A Hindi film in a grittily realist mode, for instance, is likely to be regarded as far more audacious in India than the flamboyant kitschy musical film that the West now regards as bold Bollywood pastiche. Why, given the complexity of the Indian cultural scene, we know that a Gujarati playwright writing a social realist play is clearly exercising a choice quite different from a Marathi playwright doing the same. An Indian poet in English employing an idiom that seems a trifle formal or self-conscious to a Western reader may actually be negotiating her way around the eroded linguistic terrain of the popular media and political propaganda. She may also be trying to walk that perennially challenging tightrope between what Adrienne Rich calls the «non- eferential» and the «paraphrasable».

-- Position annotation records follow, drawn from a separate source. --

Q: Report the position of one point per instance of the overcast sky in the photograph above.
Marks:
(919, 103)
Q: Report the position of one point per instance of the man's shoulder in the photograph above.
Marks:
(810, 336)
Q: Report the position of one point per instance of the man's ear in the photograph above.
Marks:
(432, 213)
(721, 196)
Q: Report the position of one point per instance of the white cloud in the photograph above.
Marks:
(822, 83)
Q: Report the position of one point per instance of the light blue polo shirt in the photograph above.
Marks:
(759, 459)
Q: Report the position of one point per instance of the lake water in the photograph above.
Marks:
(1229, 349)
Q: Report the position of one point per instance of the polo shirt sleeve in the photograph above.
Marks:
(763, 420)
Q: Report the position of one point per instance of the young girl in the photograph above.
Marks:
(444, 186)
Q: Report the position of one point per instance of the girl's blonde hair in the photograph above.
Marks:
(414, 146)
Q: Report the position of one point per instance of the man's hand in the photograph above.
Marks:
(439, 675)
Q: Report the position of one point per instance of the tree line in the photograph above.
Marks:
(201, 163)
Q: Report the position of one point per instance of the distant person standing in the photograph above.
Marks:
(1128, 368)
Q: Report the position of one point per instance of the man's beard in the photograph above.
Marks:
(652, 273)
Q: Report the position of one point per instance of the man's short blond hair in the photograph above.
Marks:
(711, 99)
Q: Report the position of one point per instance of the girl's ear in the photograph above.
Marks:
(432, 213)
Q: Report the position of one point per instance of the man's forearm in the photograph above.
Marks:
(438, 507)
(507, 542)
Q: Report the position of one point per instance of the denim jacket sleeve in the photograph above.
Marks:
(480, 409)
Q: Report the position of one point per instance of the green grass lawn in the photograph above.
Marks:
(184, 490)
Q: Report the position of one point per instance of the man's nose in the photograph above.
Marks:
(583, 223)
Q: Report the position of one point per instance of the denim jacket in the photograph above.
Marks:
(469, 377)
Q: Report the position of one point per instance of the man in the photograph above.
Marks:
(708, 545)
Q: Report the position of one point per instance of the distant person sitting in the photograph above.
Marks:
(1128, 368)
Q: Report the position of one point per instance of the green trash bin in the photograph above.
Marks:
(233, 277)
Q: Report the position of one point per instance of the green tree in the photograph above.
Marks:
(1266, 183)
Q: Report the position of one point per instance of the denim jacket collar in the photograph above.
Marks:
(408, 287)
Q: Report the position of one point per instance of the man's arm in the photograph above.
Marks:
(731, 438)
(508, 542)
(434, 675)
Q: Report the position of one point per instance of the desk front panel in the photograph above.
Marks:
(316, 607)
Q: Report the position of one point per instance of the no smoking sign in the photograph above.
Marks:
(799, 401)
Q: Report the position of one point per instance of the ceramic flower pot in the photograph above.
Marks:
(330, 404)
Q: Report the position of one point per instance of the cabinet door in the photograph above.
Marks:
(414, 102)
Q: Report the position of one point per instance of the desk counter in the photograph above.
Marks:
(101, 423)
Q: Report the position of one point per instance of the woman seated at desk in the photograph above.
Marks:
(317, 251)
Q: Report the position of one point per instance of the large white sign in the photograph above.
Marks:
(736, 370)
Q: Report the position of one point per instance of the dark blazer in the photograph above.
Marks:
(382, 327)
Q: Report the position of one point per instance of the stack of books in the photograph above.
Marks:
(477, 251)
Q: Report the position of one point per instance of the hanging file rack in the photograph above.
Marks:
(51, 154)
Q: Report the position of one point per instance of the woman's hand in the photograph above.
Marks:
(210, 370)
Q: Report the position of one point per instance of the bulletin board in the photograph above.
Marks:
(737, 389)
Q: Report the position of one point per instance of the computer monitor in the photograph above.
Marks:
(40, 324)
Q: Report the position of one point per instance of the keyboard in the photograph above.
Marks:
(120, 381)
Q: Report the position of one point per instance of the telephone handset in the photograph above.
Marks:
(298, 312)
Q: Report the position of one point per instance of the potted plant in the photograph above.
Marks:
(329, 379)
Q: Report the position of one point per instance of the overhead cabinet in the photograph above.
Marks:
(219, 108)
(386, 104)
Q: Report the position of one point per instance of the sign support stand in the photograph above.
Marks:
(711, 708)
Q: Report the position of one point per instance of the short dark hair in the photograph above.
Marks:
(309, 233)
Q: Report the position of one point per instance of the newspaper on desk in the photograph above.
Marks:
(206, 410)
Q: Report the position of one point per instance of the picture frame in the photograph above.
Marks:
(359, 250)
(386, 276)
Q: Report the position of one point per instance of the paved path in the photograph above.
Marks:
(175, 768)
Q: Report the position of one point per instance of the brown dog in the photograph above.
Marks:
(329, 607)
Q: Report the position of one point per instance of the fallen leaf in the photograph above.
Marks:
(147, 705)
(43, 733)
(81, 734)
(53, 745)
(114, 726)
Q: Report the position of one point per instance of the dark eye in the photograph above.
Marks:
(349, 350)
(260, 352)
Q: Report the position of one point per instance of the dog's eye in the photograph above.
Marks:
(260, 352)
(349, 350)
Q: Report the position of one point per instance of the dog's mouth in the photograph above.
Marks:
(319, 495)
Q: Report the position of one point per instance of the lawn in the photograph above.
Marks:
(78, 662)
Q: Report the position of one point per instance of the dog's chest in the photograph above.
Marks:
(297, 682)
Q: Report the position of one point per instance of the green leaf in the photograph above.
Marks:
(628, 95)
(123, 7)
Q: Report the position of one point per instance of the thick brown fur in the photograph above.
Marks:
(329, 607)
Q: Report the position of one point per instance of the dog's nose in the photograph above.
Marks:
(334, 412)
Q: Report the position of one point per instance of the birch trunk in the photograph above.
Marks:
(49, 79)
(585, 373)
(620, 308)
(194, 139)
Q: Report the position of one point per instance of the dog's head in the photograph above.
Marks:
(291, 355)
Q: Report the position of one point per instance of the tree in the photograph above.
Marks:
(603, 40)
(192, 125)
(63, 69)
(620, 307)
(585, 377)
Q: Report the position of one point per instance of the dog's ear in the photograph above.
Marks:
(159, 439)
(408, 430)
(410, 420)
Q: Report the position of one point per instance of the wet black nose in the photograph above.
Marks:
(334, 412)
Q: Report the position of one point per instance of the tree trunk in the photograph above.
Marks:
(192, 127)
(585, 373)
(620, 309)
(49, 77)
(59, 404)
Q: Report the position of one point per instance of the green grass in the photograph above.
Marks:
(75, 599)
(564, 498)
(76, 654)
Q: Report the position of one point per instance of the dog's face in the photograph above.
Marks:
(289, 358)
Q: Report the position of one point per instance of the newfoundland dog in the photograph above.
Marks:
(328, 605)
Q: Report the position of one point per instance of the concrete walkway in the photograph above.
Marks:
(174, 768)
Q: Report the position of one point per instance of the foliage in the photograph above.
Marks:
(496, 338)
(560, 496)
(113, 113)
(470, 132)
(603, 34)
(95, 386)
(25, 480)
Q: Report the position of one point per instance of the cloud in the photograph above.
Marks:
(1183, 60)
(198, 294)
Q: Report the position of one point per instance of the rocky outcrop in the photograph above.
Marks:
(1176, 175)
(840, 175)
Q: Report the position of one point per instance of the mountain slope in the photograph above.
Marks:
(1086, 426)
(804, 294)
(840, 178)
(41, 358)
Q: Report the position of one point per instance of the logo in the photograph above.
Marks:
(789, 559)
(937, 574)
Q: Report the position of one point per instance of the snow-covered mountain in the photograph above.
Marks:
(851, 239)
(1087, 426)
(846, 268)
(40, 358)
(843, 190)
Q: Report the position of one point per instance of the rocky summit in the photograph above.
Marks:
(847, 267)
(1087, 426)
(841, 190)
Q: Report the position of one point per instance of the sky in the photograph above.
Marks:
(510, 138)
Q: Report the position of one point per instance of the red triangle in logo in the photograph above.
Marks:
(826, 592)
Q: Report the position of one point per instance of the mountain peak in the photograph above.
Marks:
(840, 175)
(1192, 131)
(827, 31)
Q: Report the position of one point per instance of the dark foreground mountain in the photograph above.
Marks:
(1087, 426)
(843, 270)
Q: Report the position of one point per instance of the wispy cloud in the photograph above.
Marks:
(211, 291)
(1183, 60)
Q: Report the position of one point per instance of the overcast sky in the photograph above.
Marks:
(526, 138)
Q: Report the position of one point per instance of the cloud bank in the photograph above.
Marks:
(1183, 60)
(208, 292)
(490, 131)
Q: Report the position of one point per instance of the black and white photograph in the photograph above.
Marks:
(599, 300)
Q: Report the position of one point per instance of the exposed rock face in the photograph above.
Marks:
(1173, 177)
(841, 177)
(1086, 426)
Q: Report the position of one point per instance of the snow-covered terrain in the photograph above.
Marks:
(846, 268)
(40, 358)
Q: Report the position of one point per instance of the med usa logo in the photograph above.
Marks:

In his deeply insightful introduction to his book, Lives of the Poets, publisher and writer Michael Schmidt says that poetry is an art that flourishes when language itself is interrogated. And one may add that there’s no telling how many conceivable ways there might be of interrogating language. Schmidt also says that «the greatest reader in the world has a primary task: to set a poem free». For this to be accomplished, he says, «the reader must hear it fully». To hear a poem fully, of course, one has to listen to the poem itself, not to some pat mantras and preconceived notions about poetic practice that one applies routinely to every work one encounters.
If becoming an artist is a process of growing into oneself, then there is, of course, never a question of arriving. As a writer, I believe finding my voice is part of a journey of endlessly deferred discovery. Yes, I do hope that in the process my voice does get more honest, more supple, more creative, more «me».
And in this deeper quest for authenticity – of a very different kind from the kind discussed earlier – I’ve always felt empowered by Borges’ remark in his Harvard Lectures. None of us need feel anxious about trying to be contemporary, he assures us, because none of us has yet figured out the magic formula of living in the past or the future. And applying the same logic to cultural identity, I’ve decided Indianness is one of those things I needn’t worry about. I simply am – whether I like it or not – as Indian as they come.